Ainsi s’explique l’extrême pénurie de l’histoire en dehors des arides signalements du nomenclateur. Nous accablant de son nombre, l’insecte exotique garde presque toujours le secret de ses mœurs. Il conviendrait cependant de comparer ce qui se passe sous nos yeux avec ce qui se passe ailleurs; il serait excellent de voir de quelle manière, dans une même corporation de travailleurs, varie l’instinct fondamental lorsque varient les conditions climatériques.

Alors le regret des voyages me revient, plus vain aujourd’hui que jamais, à moins de trouver place sur le tapis dont nous parlent les Mille et une nuits, ce fameux tapis où il suffit de s’asseoir pour être transporté où bon nous semble. Oh! le merveilleux véhicule, bien préférable à la berline de Xavier de Maistre! Pourvu que j’y trouve un tout petit coin avec billet d’aller et de retour!

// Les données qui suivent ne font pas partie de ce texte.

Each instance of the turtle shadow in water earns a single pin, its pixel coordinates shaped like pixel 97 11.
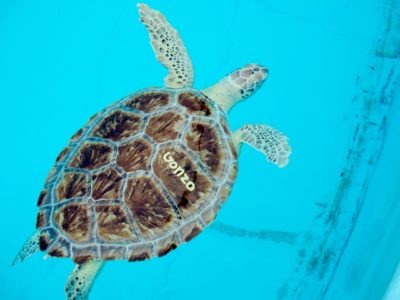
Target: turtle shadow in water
pixel 267 235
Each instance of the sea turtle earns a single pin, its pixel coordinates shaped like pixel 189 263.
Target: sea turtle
pixel 150 171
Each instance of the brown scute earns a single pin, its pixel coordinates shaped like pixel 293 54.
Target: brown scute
pixel 167 244
pixel 165 127
pixel 43 198
pixel 62 154
pixel 134 155
pixel 51 175
pixel 195 104
pixel 149 102
pixel 42 219
pixel 113 224
pixel 167 249
pixel 82 255
pixel 193 233
pixel 106 185
pixel 151 210
pixel 117 126
pixel 60 248
pixel 187 201
pixel 72 185
pixel 77 135
pixel 73 219
pixel 204 140
pixel 112 252
pixel 47 237
pixel 91 156
pixel 209 215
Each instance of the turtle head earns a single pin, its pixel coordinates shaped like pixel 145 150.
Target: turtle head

Je le trouve en effet. Cette fortune inespérée, je la dois à un frère des Écoles chrétiennes, au frère Judulien, du collège de la Salle à Buenos-Aires. Sa modestie s’offenserait des éloges que lui doit son obligé. Disons seulement que, sur mes indications, ses yeux remplacent les miens. Il cherche, il trouve, il observe, il m’envoie ses notes et ses trouvailles. J’observe, je cherche, je trouve avec lui par correspondance.

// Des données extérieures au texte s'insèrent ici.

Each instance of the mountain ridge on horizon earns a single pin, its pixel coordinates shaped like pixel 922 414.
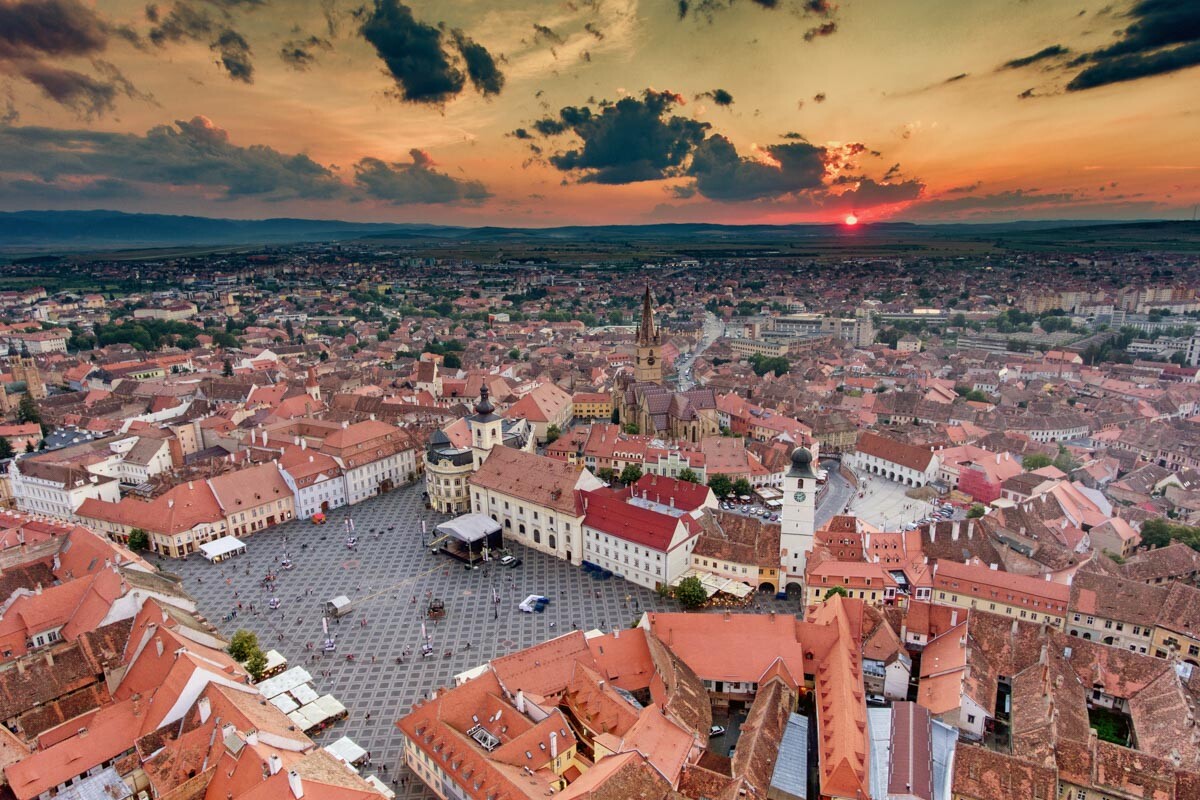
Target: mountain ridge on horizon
pixel 107 229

C’est fait: grâce à l’excellent collaborateur, j’ai place sur le tapis enchanté ; et me voici dans les pampas de la République Argentine, désireux de mettre en parallèle l’industrie des Bousiers sérignanais avec celle de leurs émules dans l’autre hémisphère.

Phanæus splendidulus.


Début superbe! Le hasard des rencontres me vaut d’abord le Phanée splendide (Phanæus splendidulus), qui associe les rutilances du cuivre au vert éclatant de l’émeraude. On est tout surpris de voir pareil bijou charger sa hotte d’ordures. C’est la gemme dans le fumier. Le mâle s’excave le corselet d’une large échancrure et se met aux épaules des ailerons tranchants; il s’implante sur le front une corne qui rivalise avec celle du Copris espagnol. Aussi riche d’éclat métallique, sa compagne n’a pas de bizarres atours, apanage exclusif de la coquetterie masculine chez les Bousiers de la Plata comme chez les nôtres.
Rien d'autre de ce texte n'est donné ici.